Dieser Erbersatzsteuer unterliegt das Vermögen von Familienstiftungen im fixen Turnus von 30 Jahren. Eine Freistellung vermieteter Immobilien von der Erbersatzsteuer scheidet in der Regel aus.
Als Ausweg bietet sich daher die Errichtung einer Familienstiftung im Ausland an. Zu beachten ist, dass das Vermögen einer Familienstiftung in Abhängigkeit davon in Deutschland der Erbersatzsteuer unterliegt, ob sich ihr Verwaltungssitz (steuerrechtlich die „Geschäftsleitung“) und/ oder der Satzungssitz (steuerrechtlich einfach der „Sitz“) im Inland befindet.

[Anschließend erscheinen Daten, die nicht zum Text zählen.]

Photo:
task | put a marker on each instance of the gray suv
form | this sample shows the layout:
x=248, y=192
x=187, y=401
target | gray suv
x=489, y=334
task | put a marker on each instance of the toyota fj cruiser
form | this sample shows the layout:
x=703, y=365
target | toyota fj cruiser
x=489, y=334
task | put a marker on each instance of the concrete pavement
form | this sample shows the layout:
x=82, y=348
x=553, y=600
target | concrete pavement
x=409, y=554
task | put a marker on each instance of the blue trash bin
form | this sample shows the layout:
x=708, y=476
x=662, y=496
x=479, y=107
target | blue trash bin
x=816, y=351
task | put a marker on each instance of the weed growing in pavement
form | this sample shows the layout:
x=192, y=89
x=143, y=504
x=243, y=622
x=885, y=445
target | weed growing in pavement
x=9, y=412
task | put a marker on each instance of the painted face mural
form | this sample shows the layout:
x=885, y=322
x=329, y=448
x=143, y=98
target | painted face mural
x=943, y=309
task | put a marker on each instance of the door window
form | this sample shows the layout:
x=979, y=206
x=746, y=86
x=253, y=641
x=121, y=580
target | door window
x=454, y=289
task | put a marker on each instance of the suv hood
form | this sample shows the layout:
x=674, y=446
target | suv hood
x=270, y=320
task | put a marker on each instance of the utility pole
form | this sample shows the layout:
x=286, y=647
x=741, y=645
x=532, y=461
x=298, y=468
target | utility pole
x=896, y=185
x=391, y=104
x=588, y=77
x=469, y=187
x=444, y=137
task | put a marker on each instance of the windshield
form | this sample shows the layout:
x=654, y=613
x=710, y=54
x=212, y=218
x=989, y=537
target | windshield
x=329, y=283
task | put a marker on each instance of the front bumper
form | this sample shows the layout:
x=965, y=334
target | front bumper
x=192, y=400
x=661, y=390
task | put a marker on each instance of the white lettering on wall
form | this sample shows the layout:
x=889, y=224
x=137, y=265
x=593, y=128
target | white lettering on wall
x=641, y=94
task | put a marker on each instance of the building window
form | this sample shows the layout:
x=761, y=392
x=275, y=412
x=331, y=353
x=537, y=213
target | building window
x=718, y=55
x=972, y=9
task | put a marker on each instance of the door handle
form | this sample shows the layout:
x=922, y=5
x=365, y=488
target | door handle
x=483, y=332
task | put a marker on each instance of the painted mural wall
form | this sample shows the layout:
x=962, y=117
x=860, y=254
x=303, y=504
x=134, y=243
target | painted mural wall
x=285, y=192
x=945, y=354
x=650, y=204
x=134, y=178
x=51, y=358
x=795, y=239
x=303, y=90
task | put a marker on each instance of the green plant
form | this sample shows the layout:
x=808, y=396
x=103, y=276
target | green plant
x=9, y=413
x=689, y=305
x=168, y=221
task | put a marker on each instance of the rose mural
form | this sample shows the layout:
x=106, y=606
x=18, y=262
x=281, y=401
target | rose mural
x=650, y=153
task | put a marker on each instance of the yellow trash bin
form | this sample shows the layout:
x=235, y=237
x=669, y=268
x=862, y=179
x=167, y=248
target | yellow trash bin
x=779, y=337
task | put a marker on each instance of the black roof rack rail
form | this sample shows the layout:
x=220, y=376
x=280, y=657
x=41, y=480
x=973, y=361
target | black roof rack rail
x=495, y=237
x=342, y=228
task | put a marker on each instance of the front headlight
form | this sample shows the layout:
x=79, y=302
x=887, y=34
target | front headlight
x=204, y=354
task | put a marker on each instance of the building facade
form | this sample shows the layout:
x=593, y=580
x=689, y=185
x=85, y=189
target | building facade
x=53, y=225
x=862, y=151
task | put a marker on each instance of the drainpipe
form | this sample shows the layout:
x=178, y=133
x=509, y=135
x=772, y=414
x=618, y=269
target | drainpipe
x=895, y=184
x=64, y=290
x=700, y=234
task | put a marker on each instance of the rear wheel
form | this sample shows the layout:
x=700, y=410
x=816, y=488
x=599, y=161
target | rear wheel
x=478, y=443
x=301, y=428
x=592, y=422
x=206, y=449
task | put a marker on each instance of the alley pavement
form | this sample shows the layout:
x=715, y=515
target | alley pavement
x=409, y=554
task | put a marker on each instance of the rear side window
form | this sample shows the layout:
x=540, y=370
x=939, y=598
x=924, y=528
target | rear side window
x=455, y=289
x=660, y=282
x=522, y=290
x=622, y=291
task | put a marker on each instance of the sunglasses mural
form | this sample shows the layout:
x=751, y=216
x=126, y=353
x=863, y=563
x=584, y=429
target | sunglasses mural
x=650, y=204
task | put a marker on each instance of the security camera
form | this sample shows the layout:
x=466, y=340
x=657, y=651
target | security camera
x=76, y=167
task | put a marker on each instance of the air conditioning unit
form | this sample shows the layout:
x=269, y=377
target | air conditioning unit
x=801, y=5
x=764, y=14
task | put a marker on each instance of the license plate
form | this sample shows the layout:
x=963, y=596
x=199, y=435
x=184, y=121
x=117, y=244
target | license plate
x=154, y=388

Den Ort des Sitzes einer Familienstiftung platzieren Sie über eine entsprechende Satzungsregelung im Ausland. Ungleich enger gefasst ist der Gestaltungsfreiraum hinsichtlich des Ortes der Geschäftsleitung, da es sich hierbei um den Ort handelt, von dem aus die Geschäfte der Familienstiftung tatsächlich geführt werden („Verwaltungssitz“). Soll sich auch dieser Ort im Ausland befinden und die Erbersatzsteuer in Deutschland verhindert werden, müssen Sie Geschäfte der Stiftung tatsächlich vom Ausland aus führen oder einer im Ausland ansässigen Person anvertrauen.
Aus diesem Grund eignen sich ausländische Familienstiftungen in erster Linie zum Schutz von Immobilienvermögen, Wertpapieren oder Barvermögen. Für inhabergeführte Familienunternehmen bietet sich stattdessen eine deutsche Familienstiftung mit den Mitgliedern der Stifterfamilie im Vorstand als Nachfolgelösung an.
Gleichwohl können Sie auch bei einer Auslandsstiftung verschiedene Gestaltungsbausteine einsetzen, um die laufenden Erträge weiterhin nach Deutschland zu lenken und die Kontrolle vom Inland aus auszuüben.
Variante 1: Sie gründen eine deutsche und eine ausländische Familienstiftung unter Einsatz eines Vorbehaltsnießbrauchs.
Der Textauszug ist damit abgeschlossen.